Settimana Bianca

I regret not skiing the slopes of Gulmarg in Kashmir when I lived in India.  Once you leave the subcontinent, Kashmir seems a near-impossible trip to organize.  Shangri La, unreachable…

I hear that the Dolomites in Italy are magical as well and they are on my plans for next winter’s Settimana Bianca – or white week.  This winter break, the kids’ vacations didn’t coincide and we only had a few days to get away.  We stayed closer to Rome and drove to the northern tip of the Apennines, just south of Bologna.  It was the kids’ first ski adventure.

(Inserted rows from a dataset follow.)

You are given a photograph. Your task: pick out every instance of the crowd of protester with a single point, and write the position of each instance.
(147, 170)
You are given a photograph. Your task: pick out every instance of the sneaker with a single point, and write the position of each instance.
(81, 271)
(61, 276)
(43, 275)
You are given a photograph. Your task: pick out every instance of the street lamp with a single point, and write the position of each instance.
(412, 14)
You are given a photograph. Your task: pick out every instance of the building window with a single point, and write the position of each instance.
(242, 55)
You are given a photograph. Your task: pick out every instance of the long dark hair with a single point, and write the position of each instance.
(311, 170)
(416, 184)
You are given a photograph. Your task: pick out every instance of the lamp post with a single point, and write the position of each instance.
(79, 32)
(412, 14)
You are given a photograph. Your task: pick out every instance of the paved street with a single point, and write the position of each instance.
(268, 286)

True to her sullen teenage self, Olivia hedged her promise to take at least one lesson:   “I’ll see how I feel when I’m there…”  (The mommy who wins small battles lets the words lazy, and spoiled crash into the back of her clenched lips instead of speaking them.) As predicted, Olivia saw the snow and couldn’t resist it; she aced her lessons and like her mother, methodically mastered one slope before moving to another.

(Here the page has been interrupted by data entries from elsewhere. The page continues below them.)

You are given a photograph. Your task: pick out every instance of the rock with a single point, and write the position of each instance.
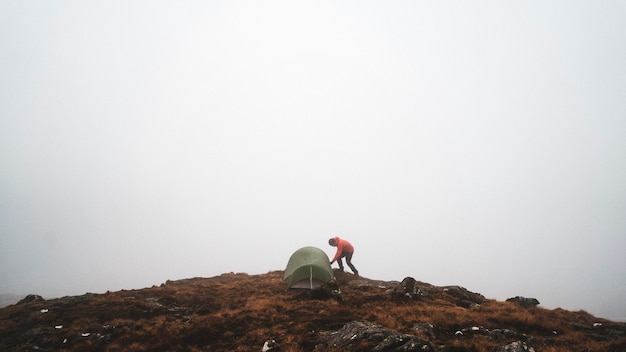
(30, 298)
(463, 296)
(517, 346)
(365, 333)
(524, 302)
(270, 345)
(426, 329)
(407, 288)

George begged to quit half-an-hour into his first lesson.  When we calculated the cost of that 30 minutes (ski gear, lesson, ticket, hotel), it was easy to abandon him with the instructor and to disappear down the slope.  I  know that George struggled and that it was embarrassing for him to lag behind his faster siblings, but he managed to find his balance and control and he returned for two more days of lessons.

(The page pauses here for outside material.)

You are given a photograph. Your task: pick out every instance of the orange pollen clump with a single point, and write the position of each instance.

As for Fast Eddie, my natural athlete, it wont’ be long before he leaves his mommy in the wake of his slalom.


Olivia is in Greece this week on a school trip chasing history and mythology from Athens to Areopoli.  Many of you know that she is scared to travel without her parents.  There was a good amount of worry and drama leading up to her departure but she made it.  She called yesterday excited to tell me about Mycenae and Agamemnon and to share her wonder of connecting legend to land.


Jim won the Polk Award for his work in Bangladesh last year.  If the Pulitzer is the Oscars of journalism, than the Polk might be considered the Golden Globe.  Jim was prescient in reporting labor unrest in the garment industry in the months leading up to two large industrial disasters:  the Tazreen Factory fire and the collapse of Rana Plaza.  After the accidents, he was one of a few foreign reporters to get into the country.